Millionaire Coaches, Billion-Dollar TV Contracts and Zip for the Players

Basketball, football and baseball have the lowest graduation rates of any college sport, according to the NCAA.

The men's sport with the highest average in 2003-04 was gymnastics, followed by ice hockey, skiing, swimming and diving, fencing, lacrosse and golf.

Some top coaches can make $2 million to $5 million a year, Zimbalist said, when salary and sponsorship fees are included.

Zimbalist said that coaches in the NCAA could make as much as someone coaching professionals in the NBA even though the college team might only have a tenth of the revenue of the professional team.

"It doesn't make economic sense, but the reason it happens is because the players aren't getting paid," he said. "So the coaches basically are getting paid to coach plus they're getting paid for recruiting the players. They're getting paid for what the players do. It's a very unjust economic system. It's a crazy economic system, but it's what we have."

Roger Noll, an economics professor emeritus at Stanford University and a former college basketball player, said because the players weren't paid there was plenty of cash to flow to the coaches.

"When a coach comes to a school, he comes with not only his salary and benefits from the school but he comes with a package of other stuff that has been promised to him by others," Noll said.

In many towns, that includes things like a job hosting a weekly television show. Additionally there are clubs that will buy a house and a car for the coach.

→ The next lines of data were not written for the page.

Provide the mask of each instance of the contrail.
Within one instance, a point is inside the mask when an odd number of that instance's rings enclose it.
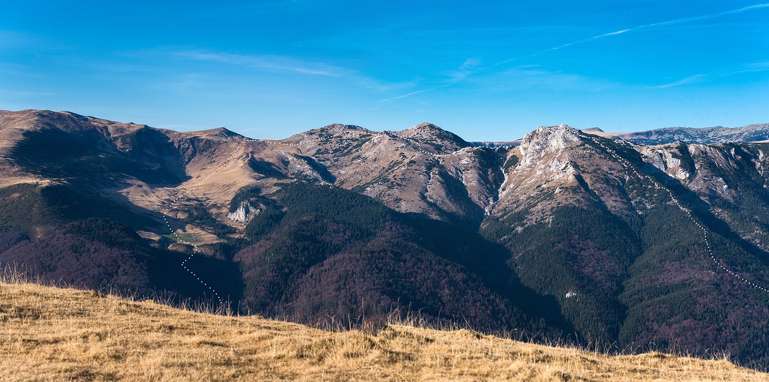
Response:
[[[741,8],[739,9],[734,9],[734,10],[732,10],[732,11],[726,11],[726,12],[719,12],[719,13],[713,13],[713,14],[711,14],[711,15],[703,15],[701,16],[694,16],[694,17],[687,17],[687,18],[678,18],[678,19],[676,19],[676,20],[671,20],[669,22],[656,22],[654,24],[647,24],[646,25],[638,25],[637,27],[631,28],[629,29],[623,29],[621,31],[613,32],[611,33],[604,33],[603,35],[597,35],[597,36],[593,36],[593,37],[591,37],[589,38],[585,38],[584,40],[576,41],[576,42],[569,42],[568,44],[564,44],[562,45],[558,45],[558,46],[556,46],[556,47],[550,48],[548,49],[545,49],[545,50],[541,51],[538,51],[537,53],[534,53],[534,54],[532,54],[531,55],[534,56],[534,55],[539,55],[539,54],[541,54],[541,53],[544,53],[545,51],[552,51],[552,50],[559,49],[561,48],[567,47],[567,46],[569,46],[569,45],[573,45],[574,44],[579,44],[581,42],[589,42],[591,40],[594,40],[595,38],[598,38],[604,37],[604,36],[610,36],[610,35],[619,35],[620,33],[624,33],[626,32],[630,32],[630,31],[633,31],[633,30],[635,30],[635,29],[639,29],[639,28],[648,28],[648,27],[654,27],[654,26],[661,26],[661,25],[671,25],[673,24],[681,24],[682,22],[694,22],[694,21],[697,21],[697,20],[704,20],[705,18],[713,18],[714,17],[723,16],[724,15],[731,15],[732,13],[741,13],[741,12],[744,12],[745,11],[751,11],[751,10],[753,10],[753,9],[758,9],[760,8],[766,8],[766,7],[769,7],[769,4],[757,4],[755,5],[751,5],[751,6],[748,6],[748,7]],[[517,58],[511,58],[509,60],[505,60],[505,61],[503,61],[502,62],[501,62],[500,64],[504,64],[505,62],[509,62],[509,61],[515,60],[515,59],[517,59]]]
[[[398,99],[398,98],[404,98],[404,97],[408,97],[409,95],[415,95],[415,94],[417,94],[417,93],[424,93],[424,92],[425,92],[425,91],[431,91],[431,90],[435,90],[435,89],[437,89],[437,88],[443,88],[444,86],[448,86],[448,85],[453,85],[453,84],[446,84],[446,85],[441,85],[441,86],[436,86],[436,87],[434,87],[434,88],[431,88],[431,89],[424,89],[424,90],[418,90],[418,91],[411,91],[411,93],[408,93],[408,94],[405,94],[405,95],[398,95],[398,97],[393,97],[393,98],[387,98],[387,99],[381,99],[381,100],[379,100],[378,101],[379,101],[379,102],[383,102],[383,101],[390,101],[391,99]]]

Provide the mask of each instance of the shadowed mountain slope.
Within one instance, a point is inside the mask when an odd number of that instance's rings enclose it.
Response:
[[[684,132],[764,139],[747,128]],[[145,275],[135,287],[201,297],[179,284],[200,278],[241,312],[308,323],[411,310],[769,365],[769,144],[604,134],[542,126],[471,144],[431,124],[331,125],[270,141],[2,112],[2,258],[98,287],[118,282],[93,257],[112,254]],[[92,218],[136,231],[138,249],[73,233]]]

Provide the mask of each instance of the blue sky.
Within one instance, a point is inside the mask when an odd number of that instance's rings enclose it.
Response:
[[[767,0],[763,0],[767,2]],[[769,122],[769,4],[5,2],[0,109],[282,138]]]

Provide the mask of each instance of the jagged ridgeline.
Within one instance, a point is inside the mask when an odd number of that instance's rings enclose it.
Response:
[[[411,314],[765,367],[769,144],[744,141],[769,125],[711,130],[271,141],[2,111],[0,263],[313,324]]]

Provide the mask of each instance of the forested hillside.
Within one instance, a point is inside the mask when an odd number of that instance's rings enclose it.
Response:
[[[769,144],[598,133],[269,141],[3,111],[0,266],[310,324],[409,316],[769,366]]]

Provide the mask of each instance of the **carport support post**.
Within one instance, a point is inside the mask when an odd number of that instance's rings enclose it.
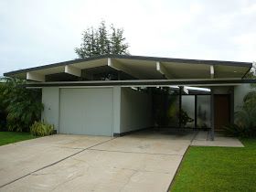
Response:
[[[181,95],[182,95],[182,90],[183,86],[179,86],[179,92],[178,92],[178,126],[181,128],[181,106],[182,106],[182,101],[181,101]]]
[[[214,141],[214,93],[213,93],[213,89],[210,89],[210,116],[211,116],[210,140]]]

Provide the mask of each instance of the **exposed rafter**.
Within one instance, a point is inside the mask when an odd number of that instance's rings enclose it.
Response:
[[[27,72],[27,80],[44,82],[46,81],[46,77],[36,72]]]
[[[210,78],[214,79],[214,66],[213,65],[211,65],[209,67],[209,70],[210,70]]]
[[[81,69],[69,66],[69,65],[66,65],[65,66],[65,73],[69,73],[77,77],[80,77],[81,76]]]
[[[111,58],[108,58],[108,66],[114,69],[117,69],[117,70],[121,70],[123,72],[125,72],[134,78],[137,78],[137,79],[144,79],[145,76],[138,73],[137,71],[134,71],[129,68],[126,68],[125,66],[122,65],[122,63],[120,62],[117,62],[116,60],[113,60]]]
[[[166,68],[160,63],[159,61],[156,62],[156,70],[164,75],[166,79],[173,79],[173,75],[166,69]]]

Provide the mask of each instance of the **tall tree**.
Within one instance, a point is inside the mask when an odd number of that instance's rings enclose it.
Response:
[[[123,37],[123,29],[115,28],[113,25],[108,31],[105,22],[101,21],[98,28],[90,27],[82,33],[82,43],[75,52],[80,59],[105,54],[128,54],[128,44]]]

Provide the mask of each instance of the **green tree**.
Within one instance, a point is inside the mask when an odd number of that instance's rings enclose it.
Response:
[[[105,22],[101,21],[98,28],[90,27],[82,33],[82,43],[75,52],[80,59],[106,54],[128,54],[128,44],[123,37],[123,29],[111,26],[109,32]]]

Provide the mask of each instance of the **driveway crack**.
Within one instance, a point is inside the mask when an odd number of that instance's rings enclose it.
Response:
[[[38,169],[37,169],[37,170],[35,170],[35,171],[32,171],[32,172],[27,174],[27,175],[25,175],[25,176],[20,176],[20,177],[18,177],[18,178],[16,178],[15,180],[12,180],[12,181],[10,181],[10,182],[8,182],[8,183],[6,183],[6,184],[4,184],[4,185],[0,186],[0,188],[4,187],[5,187],[5,186],[8,186],[8,185],[10,185],[10,184],[12,184],[12,183],[14,183],[14,182],[16,182],[16,181],[18,181],[18,180],[20,180],[20,179],[22,179],[22,178],[24,178],[24,177],[27,177],[27,176],[30,176],[30,175],[32,175],[32,174],[35,174],[35,173],[37,173],[37,172],[38,172],[38,171],[41,171],[41,170],[43,170],[43,169],[45,169],[45,168],[50,167],[50,166],[52,166],[52,165],[57,165],[57,164],[59,164],[59,163],[62,162],[62,161],[65,161],[66,159],[69,159],[69,158],[70,158],[70,157],[72,157],[72,156],[75,156],[76,155],[80,154],[81,152],[84,152],[84,151],[86,151],[86,150],[88,150],[88,149],[91,149],[91,148],[92,148],[92,147],[94,147],[94,146],[97,146],[97,145],[105,144],[105,143],[107,143],[107,142],[110,142],[110,141],[112,141],[112,140],[113,140],[113,139],[116,139],[116,137],[112,137],[112,138],[111,138],[111,139],[109,139],[109,140],[106,140],[106,141],[104,141],[104,142],[101,142],[101,143],[100,143],[100,144],[94,144],[94,145],[91,145],[91,146],[89,146],[89,147],[87,147],[87,148],[81,149],[80,151],[78,151],[78,152],[76,152],[76,153],[74,153],[74,154],[72,154],[72,155],[68,155],[68,156],[66,156],[66,157],[64,157],[64,158],[62,158],[62,159],[60,159],[60,160],[59,160],[59,161],[56,161],[56,162],[54,162],[54,163],[52,163],[52,164],[49,164],[49,165],[45,165],[45,166],[43,166],[43,167],[41,167],[41,168],[38,168]]]

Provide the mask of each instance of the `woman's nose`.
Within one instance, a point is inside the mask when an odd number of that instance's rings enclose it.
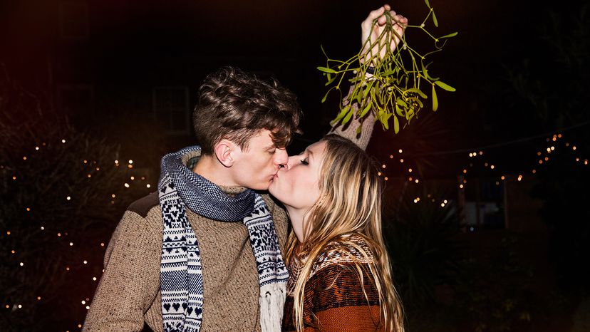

"If you have a booster club that gave an apartment or a car to a player, that would be enough to get you thrown out of the NCAA," Noll said. "But if you have exactly the same booster club doing it for the coach, that's fine."

So what do the players get out of this?

"They get free shoes," said Noll who played for CalTech from 1958 to 1962. "When I played in college, I had to buy my own shoes. That's it. They get free shoes."